A bronze plaque, affixed to the front of the building, tells its story:
A notable example of Greek Revival architecture, this building follows in many regards Latrobe’s design of 1818. It was erected in 1819 – 1824 by his pupil, Strickland, as the Second Bank of the United States. The first of modern adaptations of the Parthenon at Athens, it was the center of the bitter financial and political struggle in which the bank’s head, Nicholas Biddle, and his ally, Henry Clay, contended with President Jackson for control of the nation’s monetary system. Jackson prevented the rechartering of the bank in 1836, and from 1845 to 1934 its former home served as the Philadelphia Custom House.
Today, the building serves as a Portrait Gallery of sculpture and paintings (mostly paintings) of 100 famous Americans of the past, including Benjamin Franklin, George Washington, John Adams, Thomas Jefferson, Thomas Paine, Alexander Hamilton, Lewis & Clark, Andrew Jackson, and so on. A few of those portraits are shown here on this web page.
One of the more interesting displays is the portrait of President Andrew Jackson adjacent to a bust of Nicholas Biddle, President of the Bank.
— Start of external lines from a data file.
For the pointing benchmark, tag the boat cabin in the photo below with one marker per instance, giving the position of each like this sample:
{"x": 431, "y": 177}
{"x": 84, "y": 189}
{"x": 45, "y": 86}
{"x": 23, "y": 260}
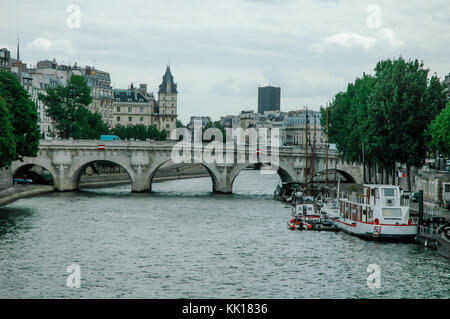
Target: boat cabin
{"x": 378, "y": 204}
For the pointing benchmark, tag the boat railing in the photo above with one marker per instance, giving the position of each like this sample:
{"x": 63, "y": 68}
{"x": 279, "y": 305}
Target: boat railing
{"x": 360, "y": 199}
{"x": 427, "y": 231}
{"x": 404, "y": 201}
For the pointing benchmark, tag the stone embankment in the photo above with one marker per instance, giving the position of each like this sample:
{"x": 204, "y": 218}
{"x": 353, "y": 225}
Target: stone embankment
{"x": 170, "y": 172}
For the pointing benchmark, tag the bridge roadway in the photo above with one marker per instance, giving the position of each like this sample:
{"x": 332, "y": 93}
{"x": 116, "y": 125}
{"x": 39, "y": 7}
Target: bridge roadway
{"x": 66, "y": 160}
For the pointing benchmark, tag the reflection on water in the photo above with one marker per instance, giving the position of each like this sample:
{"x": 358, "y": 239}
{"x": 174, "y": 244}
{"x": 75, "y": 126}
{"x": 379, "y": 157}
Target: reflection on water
{"x": 182, "y": 241}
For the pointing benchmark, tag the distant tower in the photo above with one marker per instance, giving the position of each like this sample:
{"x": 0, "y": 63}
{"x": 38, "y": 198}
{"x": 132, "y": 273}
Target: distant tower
{"x": 167, "y": 102}
{"x": 268, "y": 99}
{"x": 18, "y": 51}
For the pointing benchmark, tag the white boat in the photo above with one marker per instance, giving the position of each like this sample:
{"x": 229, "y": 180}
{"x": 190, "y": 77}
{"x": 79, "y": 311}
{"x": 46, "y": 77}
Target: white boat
{"x": 378, "y": 213}
{"x": 330, "y": 209}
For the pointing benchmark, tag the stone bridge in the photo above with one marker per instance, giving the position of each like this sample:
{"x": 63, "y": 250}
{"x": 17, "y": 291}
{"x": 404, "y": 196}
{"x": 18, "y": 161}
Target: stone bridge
{"x": 67, "y": 159}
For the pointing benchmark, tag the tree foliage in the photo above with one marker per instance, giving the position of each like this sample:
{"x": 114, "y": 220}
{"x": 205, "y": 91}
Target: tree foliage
{"x": 68, "y": 107}
{"x": 23, "y": 117}
{"x": 386, "y": 114}
{"x": 7, "y": 142}
{"x": 439, "y": 130}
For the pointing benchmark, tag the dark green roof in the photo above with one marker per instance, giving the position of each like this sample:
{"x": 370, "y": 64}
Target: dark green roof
{"x": 168, "y": 78}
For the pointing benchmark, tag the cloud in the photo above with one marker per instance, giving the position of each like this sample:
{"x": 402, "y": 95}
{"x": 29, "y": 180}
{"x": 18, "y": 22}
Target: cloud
{"x": 351, "y": 40}
{"x": 383, "y": 38}
{"x": 220, "y": 51}
{"x": 52, "y": 46}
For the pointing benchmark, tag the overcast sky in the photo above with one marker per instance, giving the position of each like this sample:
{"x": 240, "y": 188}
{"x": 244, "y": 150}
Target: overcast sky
{"x": 221, "y": 51}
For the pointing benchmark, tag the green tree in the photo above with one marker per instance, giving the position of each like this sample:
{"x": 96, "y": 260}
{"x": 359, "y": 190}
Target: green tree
{"x": 7, "y": 142}
{"x": 67, "y": 106}
{"x": 439, "y": 130}
{"x": 179, "y": 124}
{"x": 23, "y": 115}
{"x": 402, "y": 104}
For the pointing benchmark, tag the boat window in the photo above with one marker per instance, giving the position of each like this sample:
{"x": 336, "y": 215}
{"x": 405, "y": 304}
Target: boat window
{"x": 389, "y": 192}
{"x": 392, "y": 212}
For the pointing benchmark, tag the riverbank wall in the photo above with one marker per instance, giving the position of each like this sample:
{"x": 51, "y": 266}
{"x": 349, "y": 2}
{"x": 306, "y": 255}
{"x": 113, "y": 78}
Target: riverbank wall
{"x": 23, "y": 191}
{"x": 171, "y": 172}
{"x": 10, "y": 193}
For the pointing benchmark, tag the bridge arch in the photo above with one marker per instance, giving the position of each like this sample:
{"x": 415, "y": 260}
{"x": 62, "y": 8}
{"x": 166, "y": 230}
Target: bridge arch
{"x": 76, "y": 171}
{"x": 22, "y": 168}
{"x": 152, "y": 173}
{"x": 285, "y": 174}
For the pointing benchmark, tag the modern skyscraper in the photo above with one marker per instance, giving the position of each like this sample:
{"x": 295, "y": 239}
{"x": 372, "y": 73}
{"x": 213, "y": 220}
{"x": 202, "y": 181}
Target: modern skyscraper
{"x": 268, "y": 99}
In the 1830s, the two men battled over the bank, with Jackson wanting to shut it down and Biddle determined to keep it alive. In the end, Jackson won, but it triggered an economic downturn in the country that betrayed Jackson's ignorance of economics and led to the defeat of Jackson's successor, Martin Van Buren, who was blamed for the problem, in the presidential election of 1840.